DHTML dropdowns need Javascript to work, which is something that cannot be taken for granted. Security aware customers disallow Javascript to prevent pop-ups, dialer software and adware to be installed.
Menus dependent on a mouse and Javascript cannot be made accessible according to the standards. You can create landing pages for each subsection and thus making the navigation independent of scripts and mice, but this means you lose the benefit of an easily maintained navigation you wanted to achieve with the DHTML menu. DHTML menus that don't generate the link data but hide and show existing divs are even worse, as screen reader users or textbrowser users have to skip (or scan through them) without being able to use them
As handy as this way of navigation may appear to be at the first glance (easily maintained via text files, multilanguage in some cases), they have several drawbacks:
Take as an example a DHTML dropdown navigation 3 levels deep. You select the first level, the second, and the third and click on it. The page loads and when you want to go to the next sub-page in level 3, you'll need to repeat the whole process. There is no highlight in the navigation showing me where on level 3 I am right now. I need to add a different mean to the page design to show the user where he is, something the navigation should handle.
A navigation should make it easy for you to navigate through the main sections of a web site and in the subsection the user is in.
The bigger the website is, the more you depend on a search or a sitemap to find your way around the site. You do not need to be able to access every part of the site from every page, this is what application design dictates, not web development. Furthermore, this is the job of a sitemap.
If a user journey requires cross-jumping in between main sections of the navigation, this is an indicator that there is something wrong with the usability or logic of the sitemap itself, nothing technology can fix.

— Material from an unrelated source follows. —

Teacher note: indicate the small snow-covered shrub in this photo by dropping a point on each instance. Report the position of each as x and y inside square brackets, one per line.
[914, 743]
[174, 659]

As DHTML is not a specific science and sloppily implemented in loads of browsers, DHTML scripts need to be constantly tested and maintained to cater every new browser while at the same time ensure older browsers support them or degrade gracefully. It is a race, that cannot be easily won.
Search engines cannot follow links that are generated via Javascript. Google amongst others ranks pages by their number of links and connected documents.
A DHTML menu ensures that only the text of the first page gets spidered, all "deeper" data is lost.
The whole aspect about easy maintenance and globalisation of menus can be done in the backend the same way as it is implemented in Javascript in many DHTML menues.
A navigation generated by a server side language can be defined by a database and even allow for online editing. A parameter stored in a session or a cookie can define the language and which elements to be shown or hidden.
By defining the menu HTML once in a template and pulling the different languages from a database or XML files, easy maintenance of the menu system is given and there are no browser/accessibility problems.